Graduates of the Uruguayan American School are known to secure admission to a diverse array of universities globally. These include institutions in the United States, Canada, the United Kingdom, and various countries in South America, reflecting the broad and international focus of the school's educational programs.

==South American Activities Conference==

The South American Activities Conference (SAAC) is a "sports and arts conference composed of international schools from Argentina, Brazil, Chile, Ecuador, Peru and Uruguay". UAS regularly participates in these SAAC Events:

- SAAC Soccer
- SAAC Basketball
- SAAC Swimming
- SAAC Volleyball
- SAAC STEAM (Science Technology Engineering Art Mathematics)
- SAAC Fine Arts (Music, Visual Arts, Theatre, and Media)

==Building==
The campus of the Uruguayan American School is located on three hectares in Carrasco, a suburb of Montevideo, featuring 7,100 square meters of built space dedicated to educational facilities for Nursery through Secondary School levels. The campus includes distinct sections for elementary and secondary education, a comprehensive library, computer labs, a Design Lab, science laboratories equipped with modern amenities, two gymnasiums, a fitness center, outdoor sports fields, an auditorium, and a cafeteria. Additional facilities encompass a regulation soccer field, a hard court, and three playground areas, with the Early Childhood playground having direct classroom access and separate fencing for safety.
Classrooms at the school are designed to be spacious and air-conditioned, benefiting from natural light and equipped with interactive whiteboards. The science labs are modern and connected by shared storage and prep areas, featuring necessary scientific equipment and dual-use spaces for lectures and lab work.
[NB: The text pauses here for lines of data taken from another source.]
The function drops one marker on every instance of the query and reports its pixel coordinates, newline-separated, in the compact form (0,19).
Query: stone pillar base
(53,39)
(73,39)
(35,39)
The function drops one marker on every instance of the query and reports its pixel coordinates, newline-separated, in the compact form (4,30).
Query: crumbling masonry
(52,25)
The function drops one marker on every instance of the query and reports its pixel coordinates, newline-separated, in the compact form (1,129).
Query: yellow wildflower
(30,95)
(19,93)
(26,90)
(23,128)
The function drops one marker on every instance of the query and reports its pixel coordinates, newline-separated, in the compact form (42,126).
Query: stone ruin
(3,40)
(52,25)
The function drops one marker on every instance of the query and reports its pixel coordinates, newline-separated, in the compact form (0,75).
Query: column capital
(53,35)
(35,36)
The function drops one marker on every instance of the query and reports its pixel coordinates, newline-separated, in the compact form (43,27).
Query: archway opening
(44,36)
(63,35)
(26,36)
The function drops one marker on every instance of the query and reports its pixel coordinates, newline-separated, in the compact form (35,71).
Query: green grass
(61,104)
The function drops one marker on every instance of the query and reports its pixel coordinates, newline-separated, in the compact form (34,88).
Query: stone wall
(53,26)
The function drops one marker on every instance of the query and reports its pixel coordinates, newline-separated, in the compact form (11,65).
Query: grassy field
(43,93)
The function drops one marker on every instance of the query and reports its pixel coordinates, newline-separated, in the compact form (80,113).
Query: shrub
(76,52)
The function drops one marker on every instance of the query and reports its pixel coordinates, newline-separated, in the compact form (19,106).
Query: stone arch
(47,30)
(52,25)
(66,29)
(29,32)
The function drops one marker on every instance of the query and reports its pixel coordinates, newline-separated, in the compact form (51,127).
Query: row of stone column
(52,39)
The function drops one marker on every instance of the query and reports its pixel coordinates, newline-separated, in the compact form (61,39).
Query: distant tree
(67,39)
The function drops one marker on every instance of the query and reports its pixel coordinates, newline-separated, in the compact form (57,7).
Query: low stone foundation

Added in 2016, the Secondary School has two flexible learning spaces of 250 square meters each, designed for a variety of educational configurations and equipped with technology access points. The Media Center caters to all grades, offering a wide range of resources including books in English and Spanish, magazines, CDs, and DVDs, along with comfortable reading spaces. The auditorium, capable of accommodating up to 300 individuals, is equipped for performances and events with a stage, lighting, and sound systems. Technology resources include a Computer Lab with up-to-date software, multiple laptop and iPad carts, and facilities for physical education, including newly inaugurated gymnasiums and a fitness area.